The two main types of backpropagation networks are static backpropagation, which provides instant mapping, and recurrent backpropagation, which involves fixed-point learning.

---
*1.Static backpropagation:* It is commonly used in feedforward neural networks and some convolutional neural networks (CNNs) where there is no temporal dependence between data points. The algorithm accumulates the gradients of the loss function over a batch of data points and then performs a single update to the model’s parameters. The batching process helps to take advantage of parallel processing capabilities in modern hardware, making the training process more efficient for large datasets.

This algorithm is capable of solving static classification problems, such as optical character recognition (OCR).

---

*2.Recurrent backpropagation:* Recurrent backpropagation is an extension of the backpropagation algorithm used in recurrent neural networks (RNNs). In RNNs, the data flows in cycles through a series of interconnected nodes, allowing the network to retain information from previous time steps.

Recurrent backpropagation involves propagating the error signal backward through time in the RNN. It calculates the gradients of the loss function with respect to the model’s parameters over multiple time steps, taking into account the dependencies and interactions between the current time step and the previous ones.

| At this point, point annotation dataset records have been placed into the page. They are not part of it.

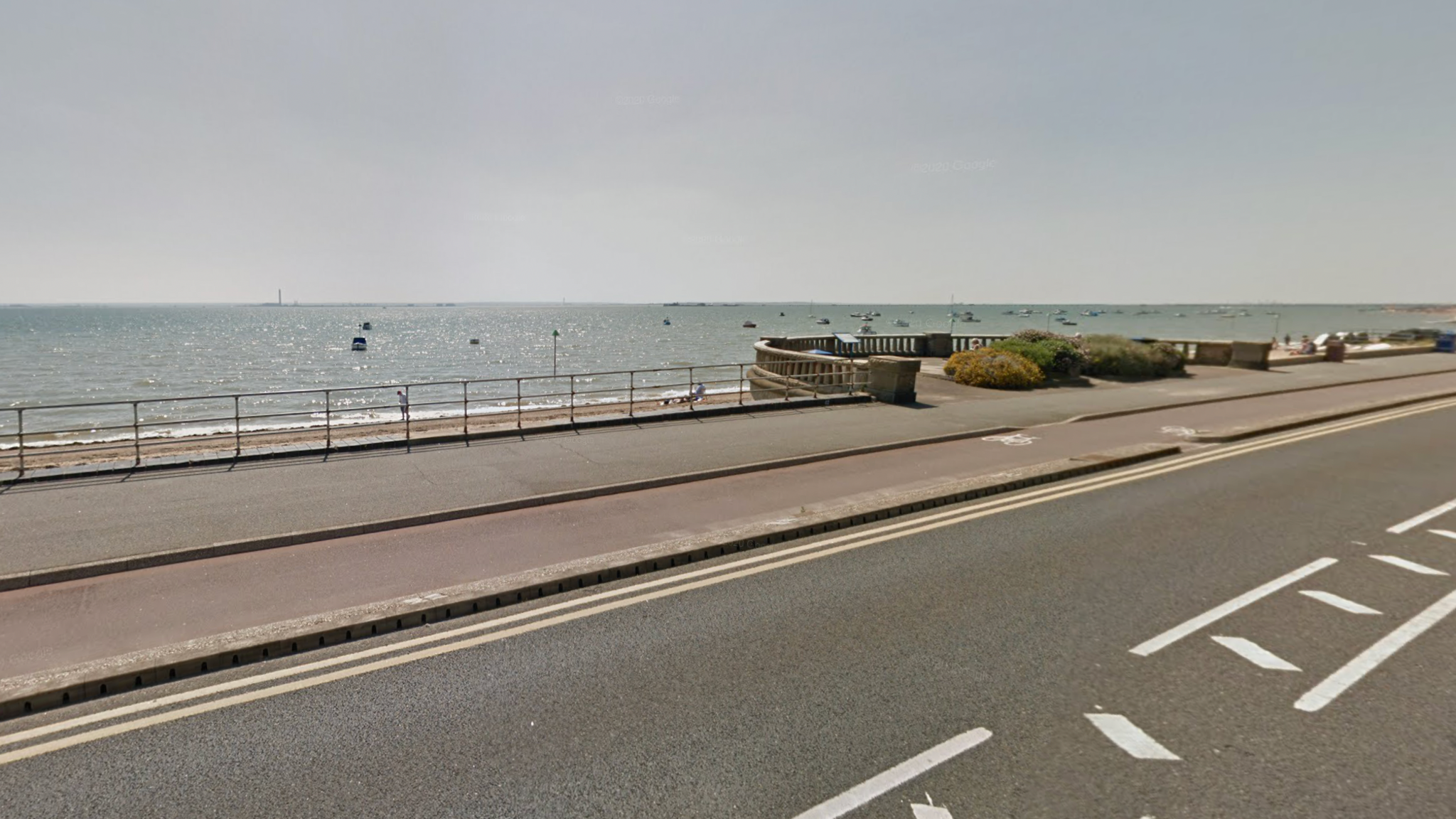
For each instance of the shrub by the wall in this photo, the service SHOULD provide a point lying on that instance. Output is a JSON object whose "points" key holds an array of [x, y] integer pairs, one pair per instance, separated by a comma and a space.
{"points": [[995, 369], [1050, 352], [1120, 356]]}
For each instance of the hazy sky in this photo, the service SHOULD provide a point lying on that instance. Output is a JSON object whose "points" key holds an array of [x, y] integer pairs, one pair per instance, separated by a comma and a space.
{"points": [[1011, 151]]}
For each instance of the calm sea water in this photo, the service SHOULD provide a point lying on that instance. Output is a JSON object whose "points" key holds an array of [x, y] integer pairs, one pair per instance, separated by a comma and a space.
{"points": [[124, 353]]}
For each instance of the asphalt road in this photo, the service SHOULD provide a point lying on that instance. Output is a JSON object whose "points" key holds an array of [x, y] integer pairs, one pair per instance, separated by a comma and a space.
{"points": [[146, 614], [72, 522], [775, 682]]}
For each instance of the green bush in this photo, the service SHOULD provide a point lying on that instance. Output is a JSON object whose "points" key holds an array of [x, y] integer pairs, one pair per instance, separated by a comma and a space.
{"points": [[1120, 356], [995, 369], [1050, 352]]}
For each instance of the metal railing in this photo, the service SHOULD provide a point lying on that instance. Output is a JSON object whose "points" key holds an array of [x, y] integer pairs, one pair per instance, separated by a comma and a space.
{"points": [[916, 344], [218, 423]]}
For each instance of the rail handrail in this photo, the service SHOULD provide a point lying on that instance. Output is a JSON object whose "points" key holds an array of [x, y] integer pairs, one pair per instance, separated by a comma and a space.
{"points": [[475, 398]]}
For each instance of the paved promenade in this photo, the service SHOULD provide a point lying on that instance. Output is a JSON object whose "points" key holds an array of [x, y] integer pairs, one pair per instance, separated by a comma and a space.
{"points": [[72, 522], [139, 611]]}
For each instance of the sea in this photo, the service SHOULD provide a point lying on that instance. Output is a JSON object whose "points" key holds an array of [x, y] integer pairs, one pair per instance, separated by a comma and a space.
{"points": [[86, 355]]}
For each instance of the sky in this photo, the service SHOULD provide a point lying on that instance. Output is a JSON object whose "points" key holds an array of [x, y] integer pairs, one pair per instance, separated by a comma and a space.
{"points": [[1002, 152]]}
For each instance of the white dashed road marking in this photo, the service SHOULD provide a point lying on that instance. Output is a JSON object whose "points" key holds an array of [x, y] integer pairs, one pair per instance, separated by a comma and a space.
{"points": [[1350, 674], [1421, 518], [1340, 602], [1256, 653], [894, 777], [1130, 738], [1218, 612], [1407, 564]]}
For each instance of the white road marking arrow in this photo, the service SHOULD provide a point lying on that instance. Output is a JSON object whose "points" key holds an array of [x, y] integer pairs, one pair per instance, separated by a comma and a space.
{"points": [[1340, 602], [1256, 653], [1365, 662], [896, 777], [929, 810], [1130, 738], [1407, 564]]}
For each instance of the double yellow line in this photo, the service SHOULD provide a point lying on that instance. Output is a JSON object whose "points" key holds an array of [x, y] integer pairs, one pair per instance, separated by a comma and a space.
{"points": [[297, 678]]}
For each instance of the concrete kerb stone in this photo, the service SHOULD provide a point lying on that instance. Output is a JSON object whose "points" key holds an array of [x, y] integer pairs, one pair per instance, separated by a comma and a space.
{"points": [[77, 572], [1311, 419], [400, 442], [143, 669], [1225, 398]]}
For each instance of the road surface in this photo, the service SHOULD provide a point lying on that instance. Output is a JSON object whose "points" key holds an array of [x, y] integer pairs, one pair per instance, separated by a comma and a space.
{"points": [[1258, 630]]}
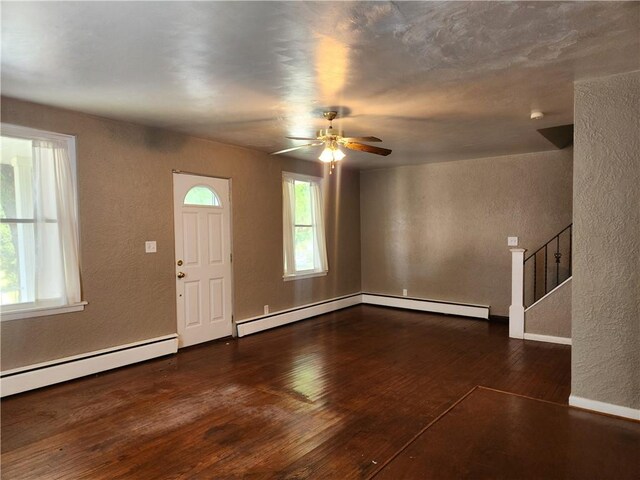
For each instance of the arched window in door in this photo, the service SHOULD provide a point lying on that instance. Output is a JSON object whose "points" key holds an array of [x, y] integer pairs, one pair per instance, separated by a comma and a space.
{"points": [[202, 196]]}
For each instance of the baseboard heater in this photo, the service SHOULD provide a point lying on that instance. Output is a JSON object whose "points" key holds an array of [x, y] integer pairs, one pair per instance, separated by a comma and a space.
{"points": [[283, 317], [426, 305], [61, 370]]}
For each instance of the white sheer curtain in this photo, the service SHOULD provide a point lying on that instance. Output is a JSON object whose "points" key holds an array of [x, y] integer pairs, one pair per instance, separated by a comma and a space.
{"points": [[319, 241], [288, 224], [56, 225]]}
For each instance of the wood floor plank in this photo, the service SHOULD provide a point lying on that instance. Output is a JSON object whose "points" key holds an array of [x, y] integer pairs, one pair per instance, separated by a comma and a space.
{"points": [[492, 434], [330, 397]]}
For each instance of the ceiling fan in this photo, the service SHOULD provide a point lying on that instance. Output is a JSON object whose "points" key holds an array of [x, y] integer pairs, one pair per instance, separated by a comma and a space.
{"points": [[332, 142]]}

This process enables the network to learn and update its parameters to improve its performance on tasks that require sequential or temporal dependencies, such as natural language processing, speech recognition, and time series prediction.

---

### Why use backpropagation?
After the completion of the forward pass, the network’s error is evaluated and ideally should be minimized.

If the current error is high, it indicates that the network has not effectively learned from the data. In other words, the current set of weights is not sufficiently accurate to minimize the error and generate precise predictions. Consequently, it becomes necessary to update the neural network weights to reduce the error.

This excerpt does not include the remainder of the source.